X’ed Out retains some of that previous work’s themes – disaffected teens, drug use – but Burns also mashes up two very diverse sources, namely Tintin creator Hergé and William Burroughs’ The Naked Lunch. As you can see below, the cover of X’ed Out is a riff on the Tintin adventure titled The Shooting Star (apparently a favourite of Burns’), here with giant eggs standing in for the alien mushrooms of Hergé’s tale.

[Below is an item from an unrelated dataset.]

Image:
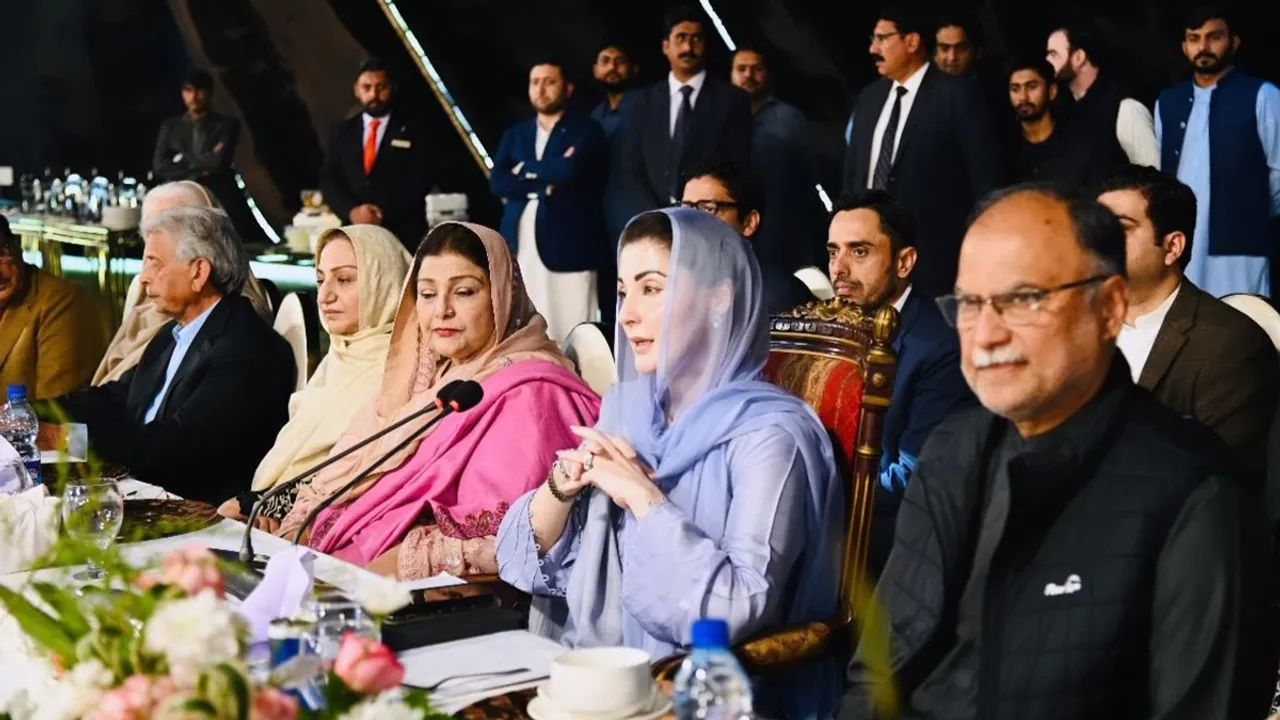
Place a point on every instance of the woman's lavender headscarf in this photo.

Doug is a young man suffering from a series of disturbing dreams. He finds himself in a bedroom with no memory of how he got there. There is a large hole in the wall of this room. His dead cat appears and leads him out through the hole into a barren wasteland covered in refuse and sewage. Attempting to follow his former pet he finds himself in another building that appears to be storing a collection of giant eggs. There he is confronted by a green reptilian man, who ejects him from the building into a street that resembles downtown Cairo, or Tunis, populated by weird and monstrous looking denizens.
He drifts in and out of the dream, occasionally flashing back to a period in his life when he met a fellow artist named Sarah, who expresses herself through unusual photographs hinting at feelings of self-loathing, or disgust. Doug himself attempts to perform beat-style poetry using the stage name Nitnit, homaging William Burroughs’ cut-up technique and wearing a plastic mask that resembles a punk-Tintin.

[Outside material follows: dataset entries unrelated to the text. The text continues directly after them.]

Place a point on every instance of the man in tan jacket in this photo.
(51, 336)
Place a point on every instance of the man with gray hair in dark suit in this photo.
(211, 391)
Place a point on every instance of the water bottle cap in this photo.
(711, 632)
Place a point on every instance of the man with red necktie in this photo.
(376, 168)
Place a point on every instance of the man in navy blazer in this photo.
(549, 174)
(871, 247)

These events appear to be happening in the early nineties during the grunge-era with its revival of interest in punk icons like Patti Smith, as well as beat poetry and a return to experimentation in the arts. Doug is also medicating himself with antipsychotics of some kind and is seen eating pop-tarts. The events of his past begin to bleed over into his dream, his own personal Interzone. In this world Doug resembles a black dye-job Tintin, his Nitnit character come to life. He sees Sarah there also, transformed courtesy of the Hergé aesthetic from a troubled young woman with white scar lines along her arms into a beautiful princess.
This is the first in a new series by Burns, with each chapter published in the hardback European style. It is a dark fantasy, with an abiding sense of creeping horror waiting within its pages. I could be trite and say it is perfect Halloween fare, but I am not prepared to wait until October 2011 for the next book. I want it now!